My issue with this book is not that it glamourizes domestic abuse or even that is paints women in their twenties as morons, my issue is that it is written REALLY, really badly and it’s really, really boring. Until now I rated the collaborative Kardashian novel ‘Dollhouse’ (a present, I did not buy this book nor do I condone doing so) as one of the worst things I had ever read. That was until I read 50 Shades, a book so much worse that each sentence acts as a blow to the head – you are left stupider, and that is a fact.
Here are my main reservations:
- “My Inner Goddess was doing the merengue with some salsa moves” I was a happier person before being introduced to the concept of an inner goddess, I can’t get that back.

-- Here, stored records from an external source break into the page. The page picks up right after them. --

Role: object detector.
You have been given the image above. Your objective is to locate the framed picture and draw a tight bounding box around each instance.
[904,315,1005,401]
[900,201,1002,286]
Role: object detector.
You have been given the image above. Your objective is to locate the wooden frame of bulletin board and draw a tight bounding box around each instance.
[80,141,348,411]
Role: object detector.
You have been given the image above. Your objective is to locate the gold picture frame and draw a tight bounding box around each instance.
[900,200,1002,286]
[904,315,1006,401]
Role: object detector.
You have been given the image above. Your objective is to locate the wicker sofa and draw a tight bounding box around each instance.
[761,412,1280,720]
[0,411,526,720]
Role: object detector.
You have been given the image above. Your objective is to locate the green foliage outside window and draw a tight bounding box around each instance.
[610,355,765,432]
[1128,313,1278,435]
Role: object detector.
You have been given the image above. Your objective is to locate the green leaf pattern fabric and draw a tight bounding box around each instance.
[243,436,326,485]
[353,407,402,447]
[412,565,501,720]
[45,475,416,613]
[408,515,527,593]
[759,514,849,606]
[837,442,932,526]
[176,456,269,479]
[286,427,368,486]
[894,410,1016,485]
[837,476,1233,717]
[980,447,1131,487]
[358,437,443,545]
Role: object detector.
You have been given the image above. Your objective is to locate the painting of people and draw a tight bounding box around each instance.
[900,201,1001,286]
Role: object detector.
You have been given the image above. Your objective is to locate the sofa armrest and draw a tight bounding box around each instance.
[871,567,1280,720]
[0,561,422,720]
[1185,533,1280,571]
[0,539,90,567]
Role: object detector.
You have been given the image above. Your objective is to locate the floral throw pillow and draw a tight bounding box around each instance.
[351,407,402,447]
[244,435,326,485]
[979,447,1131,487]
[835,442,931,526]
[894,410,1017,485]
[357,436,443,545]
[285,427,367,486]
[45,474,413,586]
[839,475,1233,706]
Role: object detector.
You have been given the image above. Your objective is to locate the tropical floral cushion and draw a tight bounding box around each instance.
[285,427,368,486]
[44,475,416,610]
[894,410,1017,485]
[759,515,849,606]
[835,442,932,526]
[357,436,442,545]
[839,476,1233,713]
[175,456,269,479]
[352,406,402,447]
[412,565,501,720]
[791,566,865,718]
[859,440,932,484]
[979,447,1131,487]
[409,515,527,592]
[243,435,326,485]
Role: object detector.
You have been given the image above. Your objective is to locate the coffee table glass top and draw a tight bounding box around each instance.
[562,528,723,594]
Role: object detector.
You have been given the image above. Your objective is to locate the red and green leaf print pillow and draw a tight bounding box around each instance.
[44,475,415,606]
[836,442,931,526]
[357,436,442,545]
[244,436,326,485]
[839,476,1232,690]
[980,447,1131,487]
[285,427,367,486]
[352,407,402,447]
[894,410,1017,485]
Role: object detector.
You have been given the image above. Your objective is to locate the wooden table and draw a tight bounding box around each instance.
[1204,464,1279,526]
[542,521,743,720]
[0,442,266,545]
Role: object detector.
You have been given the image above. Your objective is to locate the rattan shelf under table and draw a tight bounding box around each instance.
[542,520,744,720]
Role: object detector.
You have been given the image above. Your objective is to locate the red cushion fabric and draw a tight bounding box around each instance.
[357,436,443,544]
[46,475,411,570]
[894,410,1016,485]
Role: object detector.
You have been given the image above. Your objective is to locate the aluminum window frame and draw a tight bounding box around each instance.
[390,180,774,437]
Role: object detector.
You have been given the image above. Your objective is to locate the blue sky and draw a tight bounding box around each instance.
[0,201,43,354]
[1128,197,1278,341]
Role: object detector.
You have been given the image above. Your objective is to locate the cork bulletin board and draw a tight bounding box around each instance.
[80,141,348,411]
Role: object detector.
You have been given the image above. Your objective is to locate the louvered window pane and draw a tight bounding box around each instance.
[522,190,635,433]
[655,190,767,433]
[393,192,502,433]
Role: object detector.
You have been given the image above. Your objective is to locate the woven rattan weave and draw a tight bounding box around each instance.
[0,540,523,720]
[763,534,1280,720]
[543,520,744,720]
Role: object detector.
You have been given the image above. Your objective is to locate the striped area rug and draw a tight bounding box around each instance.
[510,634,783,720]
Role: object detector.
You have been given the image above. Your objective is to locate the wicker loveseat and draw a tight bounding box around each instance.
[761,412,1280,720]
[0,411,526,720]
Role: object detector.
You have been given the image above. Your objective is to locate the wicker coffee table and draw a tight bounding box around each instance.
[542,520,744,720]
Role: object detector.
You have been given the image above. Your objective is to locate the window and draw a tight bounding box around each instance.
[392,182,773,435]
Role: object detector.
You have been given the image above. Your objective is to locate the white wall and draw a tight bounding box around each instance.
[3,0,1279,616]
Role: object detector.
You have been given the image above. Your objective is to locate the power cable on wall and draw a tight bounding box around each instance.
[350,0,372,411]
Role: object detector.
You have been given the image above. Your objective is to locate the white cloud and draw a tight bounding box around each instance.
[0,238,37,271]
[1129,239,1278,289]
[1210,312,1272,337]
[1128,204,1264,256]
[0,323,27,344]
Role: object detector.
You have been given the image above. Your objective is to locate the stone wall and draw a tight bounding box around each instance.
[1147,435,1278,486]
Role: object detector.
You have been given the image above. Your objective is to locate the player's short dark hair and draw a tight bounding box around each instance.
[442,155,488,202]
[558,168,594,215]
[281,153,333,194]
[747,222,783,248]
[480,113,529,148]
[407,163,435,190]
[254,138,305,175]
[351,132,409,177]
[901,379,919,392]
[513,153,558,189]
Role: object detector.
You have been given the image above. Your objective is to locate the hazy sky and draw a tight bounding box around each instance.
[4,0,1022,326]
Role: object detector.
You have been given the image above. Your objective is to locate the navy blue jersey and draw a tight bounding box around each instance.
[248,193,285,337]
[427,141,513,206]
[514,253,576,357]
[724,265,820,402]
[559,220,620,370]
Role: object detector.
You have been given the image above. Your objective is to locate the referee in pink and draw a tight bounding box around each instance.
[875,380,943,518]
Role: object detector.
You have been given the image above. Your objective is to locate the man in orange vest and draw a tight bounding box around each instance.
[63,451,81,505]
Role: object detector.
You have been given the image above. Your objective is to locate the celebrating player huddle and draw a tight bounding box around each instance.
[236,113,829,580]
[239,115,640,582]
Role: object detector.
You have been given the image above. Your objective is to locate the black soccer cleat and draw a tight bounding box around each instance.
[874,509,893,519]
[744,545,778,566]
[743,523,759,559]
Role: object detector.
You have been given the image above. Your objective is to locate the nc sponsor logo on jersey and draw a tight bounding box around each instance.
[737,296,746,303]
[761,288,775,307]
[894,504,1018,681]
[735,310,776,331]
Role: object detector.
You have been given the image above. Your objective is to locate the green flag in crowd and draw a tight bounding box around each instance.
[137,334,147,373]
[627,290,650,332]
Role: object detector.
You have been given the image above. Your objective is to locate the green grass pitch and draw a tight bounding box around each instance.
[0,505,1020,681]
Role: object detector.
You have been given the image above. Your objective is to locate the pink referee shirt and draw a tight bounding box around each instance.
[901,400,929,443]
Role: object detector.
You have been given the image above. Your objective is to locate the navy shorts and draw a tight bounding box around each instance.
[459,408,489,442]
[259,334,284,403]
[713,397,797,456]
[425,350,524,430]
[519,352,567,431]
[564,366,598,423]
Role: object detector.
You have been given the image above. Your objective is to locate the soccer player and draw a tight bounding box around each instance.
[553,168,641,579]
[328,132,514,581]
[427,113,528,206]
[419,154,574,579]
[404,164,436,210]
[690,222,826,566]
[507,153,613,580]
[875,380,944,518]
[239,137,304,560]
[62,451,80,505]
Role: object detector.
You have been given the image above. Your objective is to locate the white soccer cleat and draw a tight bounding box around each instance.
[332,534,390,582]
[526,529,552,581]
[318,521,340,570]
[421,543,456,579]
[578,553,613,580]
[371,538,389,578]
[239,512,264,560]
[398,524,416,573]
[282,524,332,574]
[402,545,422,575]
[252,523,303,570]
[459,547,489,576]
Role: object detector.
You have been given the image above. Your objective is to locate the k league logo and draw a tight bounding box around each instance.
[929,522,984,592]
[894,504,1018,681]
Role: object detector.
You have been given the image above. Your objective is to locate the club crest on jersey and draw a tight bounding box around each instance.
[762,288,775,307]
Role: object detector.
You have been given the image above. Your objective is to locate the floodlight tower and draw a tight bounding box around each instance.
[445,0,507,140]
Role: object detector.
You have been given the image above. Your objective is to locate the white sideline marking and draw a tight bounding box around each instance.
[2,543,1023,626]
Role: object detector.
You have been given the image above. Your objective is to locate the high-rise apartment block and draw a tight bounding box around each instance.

- The many references to Christian’s long elegant fingers: “He extends a long-fingered hand to me”, remind me of salad fingers. All that is conjured up is the sound of rusty spoons, it took three years to expunge that noise from my memory.
- “He really is beautiful; no one should be this good-looking” THIS IS NOT OK. Just because he is hot does not make it acceptable for him to beat you. Plus he clearly isn’t that good looking because he has tousled copper curls; you are attracted to side-show-Bob Anastasia, the scariest looking cartoon-man ever drawn.
- The playroom. It is red, leather and smells of citrus. The dude has a playroom, he calls it the playroom.
- There were two especially traumatising scenarios: one with a fur glove and the other with a tampon. No further comment necessary or physically possible.
- “My insides practically contort with potent, needy, liquid desire”… food-poisoning imagery, is like, so hot.
- “My inner goddess is beside herself, hopping from foot to foot. Anticipation hangs heavy over my head like a dark tropical storm cloud. Butterflies flood my belly – as well as a darker, carnal, captivating ache as I try to imagine what he will do to me” Never have I read such poetic prose. Future generations may well be reading this in the classroom, this could be the future of literature.
- He has decadent hair. Decadent hair?
I realise that in condemning this book I may well sound like a crazy bra-burner – and all I can say to the people in love with Christian is that one day he will be old, a bad business decision will mean he is bankrupt and all you are left with is a wrinkly pauper who likes to tie you up when you buy the wrong flavoured pot-noodle. The oracle is right, as always, when assessing which character is the better it is patently clear that they are both as bad as each other. And this book is truly woeful. If you buy it, you will live with it in your mind forever… it’s really not worth it.